Conor Ryan, Director of Research at the Sutton Trust said:
“The expectation that every school should become an academy is not surprising given the direction of recent policy. However, this is a huge step away from the original purpose of academies – tackling failure in schools serving poorer pupils. Our evidence suggests a mixed picture on the extent to which academy chains are meeting this goal – 11 out of 34 established chains outperforming the national average for attainment in 2014 and 17 improved faster than average. But while some chains are clearly excellent, others have seriously underperformed and have expanded too rapidly.
“Geographically focused chains or multi-academy trusts may help produce economies of scale, through improved subject choice, professional development and shared business management. But there is a big question mark about the capacity of the system to provide the hundreds of new leaders implied in today’s announcement. The danger is that the focus on such massive structural change will distract ministers and regional commissioners from getting it right in weaker schools, academies and chains, not least in areas of greatest disadvantage. If that happens, disadvantaged pupils will be the biggest losers.”
“We welcome plans to increase funding for enrichment in state secondary schools through the ‘longer school day’. Our research has shown that enrichment activities can make a difference to disadvantaged pupils’ life chances, including their later A level subject choices. We would like to see some of the new funds being used to enable poorer pupils to access out-of-school cultural and sporting activities and to provide highly able secondary pupils with an enriched curriculum linked to leading universities.

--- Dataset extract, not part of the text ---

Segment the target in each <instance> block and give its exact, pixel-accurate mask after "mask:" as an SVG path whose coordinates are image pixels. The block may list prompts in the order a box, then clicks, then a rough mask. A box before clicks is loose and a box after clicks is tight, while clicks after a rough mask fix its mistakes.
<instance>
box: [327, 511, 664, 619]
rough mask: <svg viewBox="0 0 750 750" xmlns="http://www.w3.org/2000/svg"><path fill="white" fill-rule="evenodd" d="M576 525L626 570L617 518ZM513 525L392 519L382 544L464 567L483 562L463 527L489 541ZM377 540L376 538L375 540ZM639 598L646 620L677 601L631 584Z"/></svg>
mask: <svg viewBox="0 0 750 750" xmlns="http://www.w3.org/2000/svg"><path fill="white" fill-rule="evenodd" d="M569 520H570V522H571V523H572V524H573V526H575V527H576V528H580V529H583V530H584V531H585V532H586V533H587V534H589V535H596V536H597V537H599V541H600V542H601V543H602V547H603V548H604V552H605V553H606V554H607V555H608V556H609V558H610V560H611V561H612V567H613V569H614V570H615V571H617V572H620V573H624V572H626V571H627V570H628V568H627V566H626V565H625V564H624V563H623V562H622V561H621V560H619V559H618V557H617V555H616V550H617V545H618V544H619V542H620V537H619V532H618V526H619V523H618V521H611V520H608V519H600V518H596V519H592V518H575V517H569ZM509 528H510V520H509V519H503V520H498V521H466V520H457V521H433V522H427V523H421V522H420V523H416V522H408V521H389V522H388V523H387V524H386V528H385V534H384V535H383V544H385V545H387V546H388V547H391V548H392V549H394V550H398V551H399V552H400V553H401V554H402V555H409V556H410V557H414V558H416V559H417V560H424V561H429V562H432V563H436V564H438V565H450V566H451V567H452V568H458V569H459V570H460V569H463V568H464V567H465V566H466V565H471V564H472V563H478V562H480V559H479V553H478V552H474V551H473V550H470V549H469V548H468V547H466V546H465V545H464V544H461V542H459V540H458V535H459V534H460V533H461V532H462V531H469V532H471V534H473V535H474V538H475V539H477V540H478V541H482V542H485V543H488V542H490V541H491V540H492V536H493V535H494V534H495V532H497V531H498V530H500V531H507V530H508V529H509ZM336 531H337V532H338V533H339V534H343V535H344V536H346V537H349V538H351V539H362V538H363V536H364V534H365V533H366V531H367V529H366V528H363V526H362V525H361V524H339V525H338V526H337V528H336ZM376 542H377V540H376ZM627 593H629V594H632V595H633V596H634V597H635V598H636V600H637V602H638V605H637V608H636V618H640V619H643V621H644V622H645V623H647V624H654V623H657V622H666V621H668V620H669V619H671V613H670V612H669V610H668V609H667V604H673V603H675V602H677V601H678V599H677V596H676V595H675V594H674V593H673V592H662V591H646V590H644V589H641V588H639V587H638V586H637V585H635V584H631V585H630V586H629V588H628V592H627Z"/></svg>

”We also welcome the plan to make maths to 18 compulsory, and hope that it is taught in a way that enables young people to use it at university and in the workplace. We argued for this reform in our report The Employment Equation.”
Sir Kevan Collins, Chief Executive of the Education Endowment Foundation, said:
“The evidence in the Teaching and Learning Toolkit suggests that extending the school day can have a positive impact on learning, particularly for those pupils from disadvantaged homes. If spent well, this additional funding has the potential to make a real difference to pupils’ outcomes and could help to close the gap in attainment between children from richer and poorer homes.
“But if this new fund is to be a success, it is absolutely vital that heads and teachers use evidence to inform how they spend it, in the same way that more and more schools are now using evidence to help them spend their pupil premium.
“With today’s announcement, the EEF will look to fund more robust evaluations of extra-curricular activities to add to the evidence base of ‘what works’ and to help teachers make sure that funding for the longer school day is used to good effect. We are already testing a number of programmes that will help teachers to make the most of this money, including tutoring after the school day, at weekends and in the holidays, community and youth social action projects, and flipped learning which involves children learning outside of the core school day.”
NOTES TO EDITORS
• The Sutton Trust publishing an annual analysis of the impact of academy chains on low-income students. Chain Effects shows that while the best academy chains are having a transformational impact on pupils’ life chances, others have seriously underperformed and have expanded too rapidly.
• The Sutton Trust/EEF Teaching and Learning Toolkit entry on ‘Extending school time’ shows that pupils make two additional months’ progress per year from extended school time or the targeted use of before and after school programmes. Disadvantaged pupils benefit disproportionately, making approximately two and a half months’ additional progress. There are often wider benefits for low-income students in better school attendance, behaviour and relationships with peers. Evidence based after school programmes that support children academically, while providing stimulating environments and activities, can improve outcomes.
• According to Extracurricular Inequalities, a research brief published by the Sutton Trust in 2013, 76% of parents across all social groups involved their children in some form of regular extra-curricular social activity over the past year. Parents with professional or administrative occupations were 15% more likely than those with manual or routine jobs to involve their children in these activities.
• Subject to Background, a report published by the Sutton Trust in 2015, found that bright but disadvantaged students who engaged in academic enrichment activities between the ages of 11 and 14 were more likely to go on to get four or more AS-levels.